COTE D IVOIRE: Burkina Faso nationals arrested, shot dead after attack on barracks

ABIDJAN, 13 Jan 2006 (IRIN) - In a sign of continued ethnic tension in Cote d’Ivoire, a number of nationals from Burkina Faso were arrested and several shot dead following a mysterious attack against two military camps in Abidjan early this month, diplomats and other sources told IRIN on Friday.

A diplomat at the Burkina Faso embassy said paramilitary gendarmes had detained between 15 and 30 Burkinabe men after the 2 January attack and were holding them in a barracks in Abidjan, the economic capital.

The diplomat also said that the bodies of three Burkinabe men were found shot dead last Friday, three days after the attack against the military camps. The three have been identified.

The three Burkinabe men were killed after residents in a lagoon-side area of Abidjan requested the intervention of a special state security force known as CECOS on the suspicion that the men were “rebels,” the diplomat said.

Cote d’Ivoire has been split in two for more than three years into a rebel-held north and government-controlled south. The Burkina government, as well as the large contingent of Burkinabe migrant workers living in Cote d’Ivoire, are often accused of siding with the insurgents.

Referring to the arrests and shootings, a diplomat said: “This is not new, it's a well-established pattern that the Burkinabe are targeted after attacks."

“But the degree of xenophobia is rising - it doesn't take much anymore before one of our nationals is arrested."

He said two more corpses had been found in the last few days but not identified.

The Ivorian army was not available for comment.

Neither the government nor the army has yet offered a detailed explanation of the circumstances of the hours-long 2 January assault in which unidentified gunmen attacked two military camps on the eastern outskirts of Abidjan, leaving 10 people dead.

The Ivorian army denied it was a mutiny after people alleged to represent mutinous soldiers claimed responsibility for the attack in statements to the press.

The army subsequently said it had arrested 32 assailants and newspapers showed pictures of the detainees, most of them stripped naked and bloodied.

But according to the press, quoting residents, some of those arrested later turned out to be gardeners, carpenters or security guards who were near the camp on the day of the attack.

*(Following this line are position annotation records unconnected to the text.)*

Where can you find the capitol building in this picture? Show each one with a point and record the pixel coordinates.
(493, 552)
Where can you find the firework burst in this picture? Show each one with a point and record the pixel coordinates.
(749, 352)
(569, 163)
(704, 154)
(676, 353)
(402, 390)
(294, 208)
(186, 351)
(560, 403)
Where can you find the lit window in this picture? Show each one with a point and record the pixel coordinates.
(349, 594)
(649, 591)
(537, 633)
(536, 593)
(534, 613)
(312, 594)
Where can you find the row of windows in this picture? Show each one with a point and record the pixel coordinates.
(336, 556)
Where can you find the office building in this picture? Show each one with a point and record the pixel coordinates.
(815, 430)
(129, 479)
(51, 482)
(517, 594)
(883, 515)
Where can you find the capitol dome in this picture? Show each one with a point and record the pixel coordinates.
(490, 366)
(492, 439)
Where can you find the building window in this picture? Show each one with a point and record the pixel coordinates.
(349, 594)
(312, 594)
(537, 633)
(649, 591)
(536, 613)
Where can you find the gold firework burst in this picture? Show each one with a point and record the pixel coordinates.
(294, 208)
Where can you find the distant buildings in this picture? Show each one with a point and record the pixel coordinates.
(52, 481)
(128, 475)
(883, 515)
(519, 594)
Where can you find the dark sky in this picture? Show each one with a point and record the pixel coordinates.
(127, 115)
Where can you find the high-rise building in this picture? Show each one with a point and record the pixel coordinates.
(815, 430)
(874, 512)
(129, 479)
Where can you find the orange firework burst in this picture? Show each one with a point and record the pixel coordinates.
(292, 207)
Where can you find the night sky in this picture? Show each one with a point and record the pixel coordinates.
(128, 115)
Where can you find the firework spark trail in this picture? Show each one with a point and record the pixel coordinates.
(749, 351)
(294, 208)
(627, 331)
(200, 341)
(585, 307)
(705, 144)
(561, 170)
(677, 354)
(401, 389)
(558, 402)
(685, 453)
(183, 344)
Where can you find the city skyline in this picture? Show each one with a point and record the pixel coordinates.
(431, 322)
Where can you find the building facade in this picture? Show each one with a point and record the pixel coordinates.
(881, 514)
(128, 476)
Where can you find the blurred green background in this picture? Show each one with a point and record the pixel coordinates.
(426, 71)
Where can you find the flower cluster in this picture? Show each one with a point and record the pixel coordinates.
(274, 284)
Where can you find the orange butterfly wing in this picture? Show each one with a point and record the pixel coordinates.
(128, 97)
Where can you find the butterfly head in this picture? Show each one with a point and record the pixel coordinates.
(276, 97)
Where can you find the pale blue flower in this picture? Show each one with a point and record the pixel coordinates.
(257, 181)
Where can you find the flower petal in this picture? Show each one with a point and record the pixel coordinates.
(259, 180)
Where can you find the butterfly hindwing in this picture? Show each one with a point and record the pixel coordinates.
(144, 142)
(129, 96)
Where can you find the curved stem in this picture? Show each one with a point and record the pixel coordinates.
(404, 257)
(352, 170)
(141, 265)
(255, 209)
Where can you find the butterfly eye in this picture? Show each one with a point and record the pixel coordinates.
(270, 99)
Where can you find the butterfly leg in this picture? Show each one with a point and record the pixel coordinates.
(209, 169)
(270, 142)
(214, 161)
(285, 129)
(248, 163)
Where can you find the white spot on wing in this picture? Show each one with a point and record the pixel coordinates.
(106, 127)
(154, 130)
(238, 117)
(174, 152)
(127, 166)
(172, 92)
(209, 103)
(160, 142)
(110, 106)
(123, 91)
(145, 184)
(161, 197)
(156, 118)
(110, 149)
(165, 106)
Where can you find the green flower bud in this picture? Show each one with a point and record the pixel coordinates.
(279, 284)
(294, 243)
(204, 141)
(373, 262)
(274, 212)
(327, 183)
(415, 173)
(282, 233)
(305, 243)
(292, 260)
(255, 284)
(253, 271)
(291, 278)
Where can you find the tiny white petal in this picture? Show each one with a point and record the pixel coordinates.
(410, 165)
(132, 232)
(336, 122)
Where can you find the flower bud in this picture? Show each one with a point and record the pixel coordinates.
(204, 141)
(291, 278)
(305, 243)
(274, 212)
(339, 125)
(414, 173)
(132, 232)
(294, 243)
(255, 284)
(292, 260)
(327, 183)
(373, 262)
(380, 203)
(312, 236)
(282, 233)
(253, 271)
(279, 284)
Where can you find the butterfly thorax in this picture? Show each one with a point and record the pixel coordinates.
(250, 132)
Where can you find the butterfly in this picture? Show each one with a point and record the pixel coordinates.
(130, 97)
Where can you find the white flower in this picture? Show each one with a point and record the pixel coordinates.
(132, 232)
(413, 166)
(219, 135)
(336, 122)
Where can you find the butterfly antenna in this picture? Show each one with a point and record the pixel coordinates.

Several sources said that one alleged assailant killed on the day of the attack was a security guard wearing a T-shirt of the main opposition party, Rally of the Republicans (RDR).

"This man was innocent,” RDR spokesman Amadou Coulibaly told IRIN. “He was stopped at a checkpoint while on his way to work and summarily executed by the military.”

Migrant workers from neighbouring countries such as Burkina Faso and Mali comprise nearly 26 percent of Cote d’Ivoire’s population. Many immigrants complain of intimidation and racketeering by security forces, while rebels in the north say that foreigners and Ivorians born of immigrant parents are often treated as second-class citizens.

Several newspapers reported last week that the bodies of two unidentified Burkinabe men had been burned at a security checkpoint at the edge of the city. One of the dead men was shot by a soldier and the other beaten to death by a mob, the reports said.

"Unfortunately, there is total impunity in Cote d'Ivoire," said Amourlaye Toure of the Ivorian Movement for Human Rights. "It's increasingly difficult to gather evidence because more and more people refuse to testify. There is practically no follow-up anyway."